E nel Brasile ci sono 85 candidati trans

E nel Brasile ci sono 85 candidati trans

Il Brasile in crisi economica che oggi va a votare per eleggere i sindaci di oltre 5mila comuni almeno un boom lo vive: quello dei candidati trans. In tutto sono infatti ben 85 quelli contabilizzati dall'Antra (Associazione nazionale dei travestiti e transessuali) e da Redetrans, eeppure secondo le asssociazioni «sono ancora troppo pochi, appena lo 0,02% del totale dei candidati». Da noi interpellata Samara Braga, trans che punta alla poltrona di prima cittadina di Alagoinhas, 150mila abitanti nella regione di Bahia, non fa una piega e, tosta, ribadisce che, se eletta, ha in programma uno sciopero generale contro le privatizzazioni e la riforma del lavoro proposte dal presidente Michel Temer «lo sbatteremo fuori di là insieme a tutti gli altri» - la legalizzazione delle droghe, la criminalizzazione per legge della fobia anti Lgtb e la smilitarizzazione della polizia. A candidarla è il Psol, il partito socialismo e libertà, staccatosi nel 2004 dal PT di Lula e Dilma.

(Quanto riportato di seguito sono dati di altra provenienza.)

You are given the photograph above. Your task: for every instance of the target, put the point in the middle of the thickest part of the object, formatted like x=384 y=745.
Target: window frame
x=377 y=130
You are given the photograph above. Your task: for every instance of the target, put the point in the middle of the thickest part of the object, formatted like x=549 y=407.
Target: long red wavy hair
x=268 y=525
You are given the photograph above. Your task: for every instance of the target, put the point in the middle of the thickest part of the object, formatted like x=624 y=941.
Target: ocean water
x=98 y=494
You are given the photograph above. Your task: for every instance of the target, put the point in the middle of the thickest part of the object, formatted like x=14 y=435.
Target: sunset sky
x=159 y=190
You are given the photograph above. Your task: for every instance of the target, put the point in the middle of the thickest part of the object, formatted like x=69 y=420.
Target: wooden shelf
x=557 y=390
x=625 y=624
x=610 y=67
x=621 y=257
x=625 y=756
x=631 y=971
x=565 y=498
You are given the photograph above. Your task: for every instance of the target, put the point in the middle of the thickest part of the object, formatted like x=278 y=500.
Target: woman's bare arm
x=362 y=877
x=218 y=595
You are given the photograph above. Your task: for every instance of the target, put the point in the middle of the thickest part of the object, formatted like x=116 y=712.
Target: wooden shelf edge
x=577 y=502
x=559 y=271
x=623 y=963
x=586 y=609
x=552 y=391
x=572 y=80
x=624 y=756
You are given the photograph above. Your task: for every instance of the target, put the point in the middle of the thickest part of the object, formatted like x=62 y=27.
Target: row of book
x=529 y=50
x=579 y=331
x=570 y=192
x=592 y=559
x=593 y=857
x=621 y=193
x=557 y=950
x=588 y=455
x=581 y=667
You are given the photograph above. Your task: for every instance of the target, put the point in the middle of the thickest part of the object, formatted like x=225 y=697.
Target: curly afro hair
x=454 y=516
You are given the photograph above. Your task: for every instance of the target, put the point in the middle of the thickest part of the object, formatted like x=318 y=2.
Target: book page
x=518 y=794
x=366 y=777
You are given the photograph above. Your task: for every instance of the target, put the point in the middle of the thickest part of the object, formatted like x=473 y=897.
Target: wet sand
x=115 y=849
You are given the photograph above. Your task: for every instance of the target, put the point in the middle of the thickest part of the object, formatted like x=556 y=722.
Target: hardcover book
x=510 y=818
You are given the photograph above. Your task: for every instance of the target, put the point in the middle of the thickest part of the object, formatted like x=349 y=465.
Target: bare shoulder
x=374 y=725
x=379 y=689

Altra candidata trans del Psol - alla poltrona di sindaco di Caraguatatuba, 60mila anime nella regione di San Paolo - è Thifany Felix, parrucchiera che promette, in caso di vittoria, «una città giusta, responsabile, inclusiva, sostenibile e che offra a tutti le stesse opportunità». Sarà populismo ma Thifany è una sorta di Cavour al confronto di quanto promettono altri candidati a queste latitudini.

È il caso del Bin Laden di Diadema, città dell'hinterland paulista, sosia improbabile del de cuius saudita, o della dozzina di Rambo che un po' ovunque in Brasile fanno campagna elettorale brandendo in mano un mitra - si spera giocattolo - e promettendo «pugno duro contro il crimine». Per non parlare della Madonna Figa, della Donna Pera cosiddetta per attributi affatto intellettuali che è qui inutile sviscerare e, tenetevi forte, di Gesù Cristo che, ça va sans dire, promette «più pace per tutti».